I wrote a Rust / tree-sitter program to detect reify usage in Clojure code a while ago: https://github.com/borkdude/analyze-reify (partially for learning Rust but also performance is really nice). I wanted to extend this to more advanced patterns and do it in Clojure itself, because that's what I'm most productive with.
The reason I wanted to know more about this specific pattern is to answer the question if it's relevant enough for scripting. If so, I should probably support that in my Clojure interpreter (https://github.com/borkdude/sci) which is used in babashka (https://github.com/borkdude/babashka), a fast starting scripting environment for Clojure.
@Borkdude I love your project & the name!

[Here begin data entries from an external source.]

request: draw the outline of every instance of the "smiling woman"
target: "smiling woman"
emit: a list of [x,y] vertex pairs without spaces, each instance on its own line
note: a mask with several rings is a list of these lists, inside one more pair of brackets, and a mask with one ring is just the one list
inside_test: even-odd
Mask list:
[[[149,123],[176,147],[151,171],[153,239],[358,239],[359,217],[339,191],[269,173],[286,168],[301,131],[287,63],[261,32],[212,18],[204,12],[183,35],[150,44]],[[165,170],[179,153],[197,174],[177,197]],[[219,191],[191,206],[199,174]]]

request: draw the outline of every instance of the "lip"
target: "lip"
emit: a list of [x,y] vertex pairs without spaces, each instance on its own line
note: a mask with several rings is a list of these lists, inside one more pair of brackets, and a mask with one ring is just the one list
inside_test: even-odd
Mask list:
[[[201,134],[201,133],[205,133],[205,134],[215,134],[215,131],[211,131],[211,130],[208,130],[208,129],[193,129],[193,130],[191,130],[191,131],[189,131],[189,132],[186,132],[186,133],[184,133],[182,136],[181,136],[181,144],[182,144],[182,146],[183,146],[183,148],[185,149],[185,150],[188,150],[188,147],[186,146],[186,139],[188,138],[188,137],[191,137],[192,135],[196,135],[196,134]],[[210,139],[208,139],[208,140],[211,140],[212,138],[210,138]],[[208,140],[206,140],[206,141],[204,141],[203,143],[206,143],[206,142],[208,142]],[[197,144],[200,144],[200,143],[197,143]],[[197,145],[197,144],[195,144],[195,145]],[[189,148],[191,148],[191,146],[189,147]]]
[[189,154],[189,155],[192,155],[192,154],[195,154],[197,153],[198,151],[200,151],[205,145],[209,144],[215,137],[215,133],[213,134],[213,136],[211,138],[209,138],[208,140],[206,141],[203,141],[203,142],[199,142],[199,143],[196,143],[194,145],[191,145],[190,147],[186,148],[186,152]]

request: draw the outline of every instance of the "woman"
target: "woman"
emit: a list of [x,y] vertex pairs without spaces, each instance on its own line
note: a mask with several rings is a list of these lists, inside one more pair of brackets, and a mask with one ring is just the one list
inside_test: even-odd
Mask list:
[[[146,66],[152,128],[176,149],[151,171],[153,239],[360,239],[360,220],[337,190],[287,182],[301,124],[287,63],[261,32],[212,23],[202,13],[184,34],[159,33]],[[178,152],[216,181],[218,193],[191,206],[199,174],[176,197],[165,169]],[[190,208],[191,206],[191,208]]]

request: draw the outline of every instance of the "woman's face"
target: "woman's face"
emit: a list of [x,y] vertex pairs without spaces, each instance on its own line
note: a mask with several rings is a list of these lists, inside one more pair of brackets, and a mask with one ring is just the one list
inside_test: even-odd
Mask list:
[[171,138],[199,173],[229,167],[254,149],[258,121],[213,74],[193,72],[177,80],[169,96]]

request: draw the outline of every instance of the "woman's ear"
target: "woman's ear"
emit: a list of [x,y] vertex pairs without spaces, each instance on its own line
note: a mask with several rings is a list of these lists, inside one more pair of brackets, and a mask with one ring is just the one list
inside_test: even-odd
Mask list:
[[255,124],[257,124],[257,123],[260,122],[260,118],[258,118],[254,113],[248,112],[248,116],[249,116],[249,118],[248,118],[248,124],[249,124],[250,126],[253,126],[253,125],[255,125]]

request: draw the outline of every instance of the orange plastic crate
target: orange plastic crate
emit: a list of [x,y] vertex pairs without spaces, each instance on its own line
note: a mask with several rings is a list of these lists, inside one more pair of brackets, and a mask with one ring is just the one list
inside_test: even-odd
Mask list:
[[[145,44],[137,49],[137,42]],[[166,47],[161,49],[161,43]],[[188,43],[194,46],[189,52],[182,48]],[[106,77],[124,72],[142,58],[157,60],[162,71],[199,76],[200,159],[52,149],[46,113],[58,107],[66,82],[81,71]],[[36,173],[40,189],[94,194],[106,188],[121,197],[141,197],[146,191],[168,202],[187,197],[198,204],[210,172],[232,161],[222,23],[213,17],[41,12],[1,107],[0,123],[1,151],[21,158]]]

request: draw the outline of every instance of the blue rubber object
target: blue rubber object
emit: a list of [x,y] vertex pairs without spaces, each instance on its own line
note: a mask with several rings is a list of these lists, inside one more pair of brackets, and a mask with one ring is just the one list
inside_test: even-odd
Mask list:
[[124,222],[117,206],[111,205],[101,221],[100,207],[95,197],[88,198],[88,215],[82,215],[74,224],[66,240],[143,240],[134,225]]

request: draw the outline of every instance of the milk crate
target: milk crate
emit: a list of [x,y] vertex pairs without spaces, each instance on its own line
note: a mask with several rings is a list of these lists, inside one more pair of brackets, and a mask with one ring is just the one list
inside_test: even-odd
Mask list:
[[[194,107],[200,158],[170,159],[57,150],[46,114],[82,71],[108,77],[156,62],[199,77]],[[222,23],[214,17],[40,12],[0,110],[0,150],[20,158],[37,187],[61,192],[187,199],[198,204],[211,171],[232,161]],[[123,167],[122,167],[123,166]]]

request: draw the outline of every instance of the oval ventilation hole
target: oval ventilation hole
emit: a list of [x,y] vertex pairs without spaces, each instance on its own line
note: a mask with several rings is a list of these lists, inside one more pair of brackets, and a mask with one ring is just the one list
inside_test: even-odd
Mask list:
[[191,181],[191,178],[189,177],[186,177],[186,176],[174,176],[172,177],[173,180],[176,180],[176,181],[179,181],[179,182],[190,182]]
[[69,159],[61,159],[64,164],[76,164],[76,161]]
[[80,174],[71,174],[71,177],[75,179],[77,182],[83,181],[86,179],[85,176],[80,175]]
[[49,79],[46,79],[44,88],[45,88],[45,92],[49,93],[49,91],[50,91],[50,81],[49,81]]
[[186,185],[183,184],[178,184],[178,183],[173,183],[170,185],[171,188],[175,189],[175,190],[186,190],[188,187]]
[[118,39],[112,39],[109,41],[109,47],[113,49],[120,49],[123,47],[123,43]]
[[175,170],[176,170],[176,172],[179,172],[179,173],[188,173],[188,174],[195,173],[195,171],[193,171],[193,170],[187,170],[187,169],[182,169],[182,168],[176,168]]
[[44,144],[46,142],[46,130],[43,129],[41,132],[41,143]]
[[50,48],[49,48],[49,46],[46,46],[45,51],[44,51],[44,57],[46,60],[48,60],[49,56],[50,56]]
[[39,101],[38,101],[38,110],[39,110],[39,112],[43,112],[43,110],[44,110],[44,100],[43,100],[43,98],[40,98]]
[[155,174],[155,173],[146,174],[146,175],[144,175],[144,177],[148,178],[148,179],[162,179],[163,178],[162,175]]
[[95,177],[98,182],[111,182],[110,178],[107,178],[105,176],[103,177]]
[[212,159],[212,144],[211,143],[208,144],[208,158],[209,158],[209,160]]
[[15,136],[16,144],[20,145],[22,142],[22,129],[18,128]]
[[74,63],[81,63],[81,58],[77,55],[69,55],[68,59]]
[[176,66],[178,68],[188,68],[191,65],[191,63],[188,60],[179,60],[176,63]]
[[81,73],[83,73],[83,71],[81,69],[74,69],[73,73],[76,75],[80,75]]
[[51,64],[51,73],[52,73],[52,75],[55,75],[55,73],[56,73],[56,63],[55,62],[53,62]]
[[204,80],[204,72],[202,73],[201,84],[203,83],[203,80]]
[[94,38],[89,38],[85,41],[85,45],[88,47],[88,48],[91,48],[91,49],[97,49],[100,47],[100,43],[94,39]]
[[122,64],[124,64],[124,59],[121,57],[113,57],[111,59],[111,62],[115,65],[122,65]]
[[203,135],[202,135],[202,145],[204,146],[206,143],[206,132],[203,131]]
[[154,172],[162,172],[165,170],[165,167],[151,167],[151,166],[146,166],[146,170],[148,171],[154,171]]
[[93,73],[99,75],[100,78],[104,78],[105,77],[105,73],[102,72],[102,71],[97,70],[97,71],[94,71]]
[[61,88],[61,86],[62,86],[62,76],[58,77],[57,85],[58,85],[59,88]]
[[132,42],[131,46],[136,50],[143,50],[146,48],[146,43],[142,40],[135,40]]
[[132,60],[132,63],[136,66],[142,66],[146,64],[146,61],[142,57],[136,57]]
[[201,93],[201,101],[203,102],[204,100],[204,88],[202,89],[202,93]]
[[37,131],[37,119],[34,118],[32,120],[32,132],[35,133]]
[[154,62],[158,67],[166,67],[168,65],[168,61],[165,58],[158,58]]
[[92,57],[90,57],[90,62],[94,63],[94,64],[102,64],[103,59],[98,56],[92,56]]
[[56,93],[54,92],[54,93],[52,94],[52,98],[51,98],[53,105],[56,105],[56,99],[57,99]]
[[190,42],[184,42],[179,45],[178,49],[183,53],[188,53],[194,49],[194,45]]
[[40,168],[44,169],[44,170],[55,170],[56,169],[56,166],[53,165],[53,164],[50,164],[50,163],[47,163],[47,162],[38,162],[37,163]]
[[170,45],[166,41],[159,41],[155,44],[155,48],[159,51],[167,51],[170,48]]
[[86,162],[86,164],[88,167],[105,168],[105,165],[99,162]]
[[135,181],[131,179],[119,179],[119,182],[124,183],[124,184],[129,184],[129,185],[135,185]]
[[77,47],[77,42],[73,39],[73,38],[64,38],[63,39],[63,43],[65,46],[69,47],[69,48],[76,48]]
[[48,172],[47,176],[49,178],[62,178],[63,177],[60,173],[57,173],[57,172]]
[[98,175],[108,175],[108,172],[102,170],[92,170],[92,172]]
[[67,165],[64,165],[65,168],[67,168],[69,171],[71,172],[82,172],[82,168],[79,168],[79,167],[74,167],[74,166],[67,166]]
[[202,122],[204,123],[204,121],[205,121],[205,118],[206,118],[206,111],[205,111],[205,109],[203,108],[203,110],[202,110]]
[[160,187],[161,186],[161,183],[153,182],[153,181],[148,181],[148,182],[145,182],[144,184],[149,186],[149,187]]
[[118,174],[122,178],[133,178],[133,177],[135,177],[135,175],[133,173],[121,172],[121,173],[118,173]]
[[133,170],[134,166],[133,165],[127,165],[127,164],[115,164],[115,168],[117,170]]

I work on a similar tool (https://github.com/returntocorp/semgrep), we've recently switched to using tree-sitter under the hood so that we can add new languages faster. Since Semgrep tries to support many languages, we can't use the native language parsers, so I was interested in https://github.com/sogaiu/tree-sitter-clojure. How mature vs buggy would you say the tree-sitter-clojure implementation is? We've found the quality of tree-sitter implementations can vary wildly across languages.
it's unclear to me what exactly they rely on in tree-sitter grammars so it's hard to say whether tree-sitter-clojure would be helpful for them.
i think tree-sitter-clojure does what it does pretty well based on testing across a large number of code files from clojars and recent generative testing runs.
however, it deliberately does not try to do certain things (e.g. identify definitions, special forms, etc.) for various reasons. the approach is very similar to that of rewrite-clj* and parcera.
This could be cool for doing similarity searches as well as generating Markov probability trees in how apis or language features are used.
I was thinking of doing something similar for a RISC-V cpu, where the CPU would generate compressed histograms of common multiple instruction sequences (across loop boundaries) so that one would know what super instructions to synthesize.
What is your motivation for making this? Refactoring? Code Indexing, if so for academic analysis, defect detection or ?
I could see this being a really nifty search interface for massive code libraries.
Are you discussing this library on another Clojure communication channel (Discord, Slack, etc) and if so, where?